Tom Jordan: We had a common interest in eating sand, that’s what brought us together. (Laughs) No, we went to the same preschool and we actually used to play soccer together. We have a photo of us in the under-7 magpies Seaforth Football Club – we were six years old and I think – and then as we got into high school is when we started playing music. I think I started just before Mitch did, and then around the same time we both fell in love with it. We did bond over music for sure, but we’ve always been friends even without music.
Mitch Thompson: One of my first memories is of a play date at Tom’s house, and we were sharing Pokemon cards and going over that, and I actually stole one of his cards. That put a dent in our friendship early on. (Laughs)
Listening to the music, it sounds like you have a lot in common. But is there anything that sets you a part?
Thompson: I think this sums it up; At the time I was first obsessed with Keith Urban, Tom was really into John Mayer. So I feel like his style and his playing sometimes leans a little that way, and my style can be more toward the Keith Urban thing. It’s like two personalities that you can see in the music and that separates us, but it’s funny. Everything we write, we’re always on the same page to the point where we can almost preempt what the other person is about to say. We’ll find ourselves singing over songs and coming up with the same melodic changes, so we’re really on par with each other like that. But I feel like what one person can’t do, the other one can, and that’s why the partnership works.
Tell me about the single. It’s called “Love That,” and it’s interesting because it’s both classically romantic and sort of about an unhealthy obsession – like you sing about “the pleasure and the pain.”
Jordan: It’s mostly just about the early stages of a relationship where things are still really up in the air, and that can obviously kill you a little bit, but it’s also fun. You have the chase and everything and you just kind of enjoy whatever it is in the moment. It keeps life very interesting.

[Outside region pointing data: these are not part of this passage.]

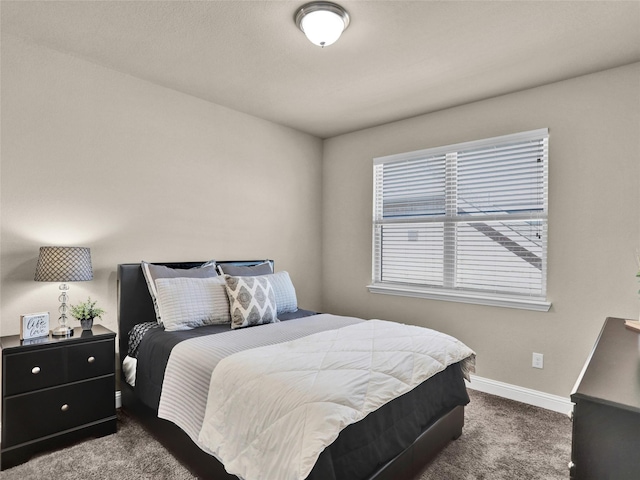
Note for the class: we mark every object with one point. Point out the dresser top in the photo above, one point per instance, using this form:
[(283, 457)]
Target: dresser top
[(98, 332), (611, 375)]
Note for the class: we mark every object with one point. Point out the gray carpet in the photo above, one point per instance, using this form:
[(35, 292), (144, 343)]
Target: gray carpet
[(501, 439)]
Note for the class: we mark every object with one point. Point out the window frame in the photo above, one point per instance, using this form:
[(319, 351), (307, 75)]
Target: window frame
[(461, 295)]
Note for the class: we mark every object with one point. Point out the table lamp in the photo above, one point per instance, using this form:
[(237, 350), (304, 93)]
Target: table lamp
[(63, 264)]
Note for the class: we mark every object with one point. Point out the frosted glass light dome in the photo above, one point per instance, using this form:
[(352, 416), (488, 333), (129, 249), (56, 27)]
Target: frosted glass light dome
[(322, 22)]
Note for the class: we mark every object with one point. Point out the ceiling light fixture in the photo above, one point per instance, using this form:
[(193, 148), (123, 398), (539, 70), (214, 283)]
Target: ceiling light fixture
[(322, 22)]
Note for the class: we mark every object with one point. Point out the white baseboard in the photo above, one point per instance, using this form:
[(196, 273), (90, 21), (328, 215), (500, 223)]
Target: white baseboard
[(521, 394)]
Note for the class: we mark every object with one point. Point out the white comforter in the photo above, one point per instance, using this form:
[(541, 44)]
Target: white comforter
[(272, 410)]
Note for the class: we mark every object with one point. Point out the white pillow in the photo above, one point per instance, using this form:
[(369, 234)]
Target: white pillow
[(186, 303), (284, 291), (152, 272)]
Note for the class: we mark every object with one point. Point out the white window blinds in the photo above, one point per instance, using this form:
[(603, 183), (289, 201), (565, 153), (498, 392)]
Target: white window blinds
[(464, 220)]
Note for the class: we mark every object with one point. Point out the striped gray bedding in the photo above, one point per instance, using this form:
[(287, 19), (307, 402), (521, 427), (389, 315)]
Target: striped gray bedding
[(186, 381)]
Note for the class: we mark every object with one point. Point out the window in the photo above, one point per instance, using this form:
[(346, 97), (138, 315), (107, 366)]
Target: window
[(465, 222)]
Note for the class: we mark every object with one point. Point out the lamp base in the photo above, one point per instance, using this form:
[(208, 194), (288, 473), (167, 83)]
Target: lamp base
[(62, 331)]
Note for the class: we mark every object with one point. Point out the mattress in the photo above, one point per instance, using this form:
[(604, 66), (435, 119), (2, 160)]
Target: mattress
[(370, 442)]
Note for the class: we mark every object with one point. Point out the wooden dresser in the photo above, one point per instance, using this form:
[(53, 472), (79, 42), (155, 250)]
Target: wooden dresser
[(606, 415), (56, 390)]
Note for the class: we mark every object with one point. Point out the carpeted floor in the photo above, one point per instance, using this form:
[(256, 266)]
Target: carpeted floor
[(502, 439)]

Thompson: Exactly. We wrote it two-and-a-half or three years ago with a couple of buddies, Mike Whitworth and Daniel Ross, and it literally just happened with a few beers over an afternoon. We just kind of wrote it out and had a laugh, and I think that’s reflected in the song. It’s their first single to radio as well.
How did you decide on “Love That” as your introduction to radio listeners?
Thompson: I think that one was a dark horse, especially for me. After we wrote it I personally forgot about it, and then we would hear it again and go “Damn, it’s stuck in my head now.” And when we would play it live, that was one that people would sing back to us, and it just had the energy across it.
There are three more songs on the Love That EP. Do they all show something different about your sound?
Thompson: We didn’t intend on this, but yeah, the first EP is quite diverse and through it you can kind of see and feel all of our sonic style. There’s some tempo and a slower jam, and I think it touches all the bases in a cool way.
What can you say about full album?
Jordan: We have eight songs done right now and we’re continuing to work on the record, just trying to figure out how we’re going to put it out. We’ve been writing so much over the last year-and-a-half – ever since we moved here – and we’re just trying to piece together the most descriptive piece of work we can that sums us up as a debut album. It’s definitely on the way and we’re super excited, and proud of everything we’re creating.
What do you hope fans take away from first EP?
Thompson: I’m sure this goes for everyone, but I just want people to listen to this music and learn about us, and our relationship. We’re two brothers essentially, with lighthearted personalities – we don’t take ourselves too seriously – but also we tell stories and there really is a serious side to us. I want them to see both things, and inevitably come to our shows and have the best time they possibly can.